Locking in today’s rates can save you money down the line and ensure your home stays protected, no matter how the market shifts later in 2025.
7. Invest in future-proofing with smart home tech
“Homes with modern tech are increasingly outpacing their ‘dumb’ competition on the market—especially with millennial and Gen Z buyers,” says Nelson.
By spending part of your tax refund on smart upgrades, you can make your home stand out while also benefiting from breakthrough technology.
“Spend your refund installing the right devices, and you could bump your home’s value (and security) without breaking a sweat,” Nelson adds.
8. Explore small home income-boosting projects
Multigenerational living and flexible rental spaces are becoming increasingly valuable, adding extra appeal and financial flexibility to existing homes.
If you’re willing to think creatively, even a modest tax refund can open new doors.
“Use your refund to convert a part of your home into an income-generating space. Maybe it’s setting up a short-term rental-ready basement suite, adding a tiny backyard shed office you can rent out, or simply upgrading a spare room to list on Airbnb,” says Nelson.
The potential return on investment can be surprisingly fast.
“A $3,000 investment can easily pay for itself in a few months if done strategically,” he says.
9. Plan for future home improvements
Homes require continual investment to maintain their value and comfort, whether it’s upgrading a roof, replacing windows, or refreshing major systems like HVAC or plumbing.
“Even if you have addressed all repairs and maintenance, consider any home improvements or upgrades that would improve your use and/or enjoyment of your home,” says Kilgore.
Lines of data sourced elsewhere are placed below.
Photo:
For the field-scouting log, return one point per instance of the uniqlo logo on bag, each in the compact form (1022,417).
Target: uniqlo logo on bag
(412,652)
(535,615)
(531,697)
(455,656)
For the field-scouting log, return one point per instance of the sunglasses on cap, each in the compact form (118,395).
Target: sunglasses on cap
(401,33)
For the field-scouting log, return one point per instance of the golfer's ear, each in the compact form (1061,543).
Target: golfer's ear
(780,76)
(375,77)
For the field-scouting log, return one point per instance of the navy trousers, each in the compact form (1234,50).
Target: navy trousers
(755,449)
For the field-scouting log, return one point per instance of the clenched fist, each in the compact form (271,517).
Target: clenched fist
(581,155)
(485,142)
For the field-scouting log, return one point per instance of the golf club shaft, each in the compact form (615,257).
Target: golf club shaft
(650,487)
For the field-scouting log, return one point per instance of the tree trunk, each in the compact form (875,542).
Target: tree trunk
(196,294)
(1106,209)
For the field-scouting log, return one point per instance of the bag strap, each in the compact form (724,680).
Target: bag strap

Using your 2025 tax refund to build a “future projects” fund means you’ll be ready when it’s time for larger improvements. And you can avoid taking on unnecessary debt when the right opportunity or urgent need arises.
10. Invest in real estate
If you’re looking for ways to compound your equity gains, consider using your tax refund to invest in real estate without the risk, expense, or hassle of buying another property.
One option is investing in real estate investment trusts (REITs), which allow you to earn a share of income generated from commercial properties, apartment complexes, or even infrastructure projects. REITs can offer regular dividends and long-term growth potential, helping you stay invested in the real estate market while keeping your personal risk low.